In the same vein, be upfront about duration. How long do you think your sessions will be? This can be flexible, but do you have a ballpark in mind? Personally, when sessions go longer than two hours, I know my creativity–and overall brain function–begin to decline. My friends know that I am a grandma in essence, so we to start around 7-8PM and finish by around 10PM, so any longer than that and my roleplaying will suffer. If a player says they’re available Tuesday at 7, but have to be somewhere by 8, that might not make for a very long or intense session. If your sessions only take an hour, however (I envy you; it can sometimes take 30-45 minutes for us to start), then you know that will be fine. What are your expectations?

Other things to think about: Will you be playing in-person or virtually (using Discord or another program). If playing in-person, will you rotate houses, or will it always be at the same location? And most importantly: who is in charge of the DnD snacks? Salty, crunchy snacks are my favorite!

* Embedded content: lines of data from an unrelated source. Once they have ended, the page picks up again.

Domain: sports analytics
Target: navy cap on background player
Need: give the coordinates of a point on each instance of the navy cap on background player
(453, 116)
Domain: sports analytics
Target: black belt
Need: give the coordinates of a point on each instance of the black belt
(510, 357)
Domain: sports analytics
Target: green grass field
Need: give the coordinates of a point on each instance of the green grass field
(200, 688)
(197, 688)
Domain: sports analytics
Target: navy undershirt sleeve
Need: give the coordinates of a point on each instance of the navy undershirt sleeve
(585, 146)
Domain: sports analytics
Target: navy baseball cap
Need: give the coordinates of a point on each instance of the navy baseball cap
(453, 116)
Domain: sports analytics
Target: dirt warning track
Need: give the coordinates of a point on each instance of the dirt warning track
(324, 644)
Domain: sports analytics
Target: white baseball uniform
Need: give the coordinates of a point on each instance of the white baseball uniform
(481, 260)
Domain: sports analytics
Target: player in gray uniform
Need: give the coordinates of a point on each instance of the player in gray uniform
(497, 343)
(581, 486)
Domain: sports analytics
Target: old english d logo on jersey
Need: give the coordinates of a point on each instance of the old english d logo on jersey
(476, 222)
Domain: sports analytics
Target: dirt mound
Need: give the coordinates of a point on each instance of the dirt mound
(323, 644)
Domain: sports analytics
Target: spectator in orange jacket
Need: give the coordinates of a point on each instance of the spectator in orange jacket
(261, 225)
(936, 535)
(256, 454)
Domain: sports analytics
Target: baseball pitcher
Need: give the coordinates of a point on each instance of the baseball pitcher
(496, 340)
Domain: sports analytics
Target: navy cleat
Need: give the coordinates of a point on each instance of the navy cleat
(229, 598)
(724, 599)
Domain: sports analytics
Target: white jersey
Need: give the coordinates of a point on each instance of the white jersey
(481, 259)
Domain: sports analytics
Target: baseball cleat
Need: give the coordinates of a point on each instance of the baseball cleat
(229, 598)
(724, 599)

Arguably the most important goal of Session #0: creating your characters! Although this could be done by everyone on their own time, there are so many benefits to doing it as a group. Such as:

  1. Group bonding! If this is a new DnD group, even if you’re all already friends outside of playing, you will quickly discover the dynamics of how you all might interact in-game! The more you know about each other in real life, the better partners you will be (even if your characters hate each other in-game).
  2. Broadening Skill Sets: In one campaign I played, we all accidentally picked magic classes, leaving us at a high disadvantage when it came to physical attacks and defense. Our one (1) paladin was not enough to protect us. It was a war zone. Convincing your players to cover a bunch of bases skill-wise will make things more varied and interesting for them, and easier for you, since you won’t have to worry about a random battle featuring one (1) goblin accidentally killing the whole party.
  3. Insider Knowledge: As the DM, it’s essential you know everyone’s characters inside-and-out so you can prepare, but it’s wonderful to have the players be in-the-know, too! Not that you should give away all of your secret plans, but the players don’t have to be limited to things only their characters would know. It can be a great way to get characters to bond. In one game I played, two players realized their characters were the only ones who could speak a certain language, so they would occasionally have their characters whisper to each other and gossip. Even if the rest of our characters couldn’t tell what they were saying, it was hilarious to hear their dialogue out loud (in plain English, for us humans). Little colorful moments like that really make a game memorable and fun.

A productive Session #0 can make for a smooth-sailing campaign. It’s all about front-loading prepwork so you can have twice as much fun later!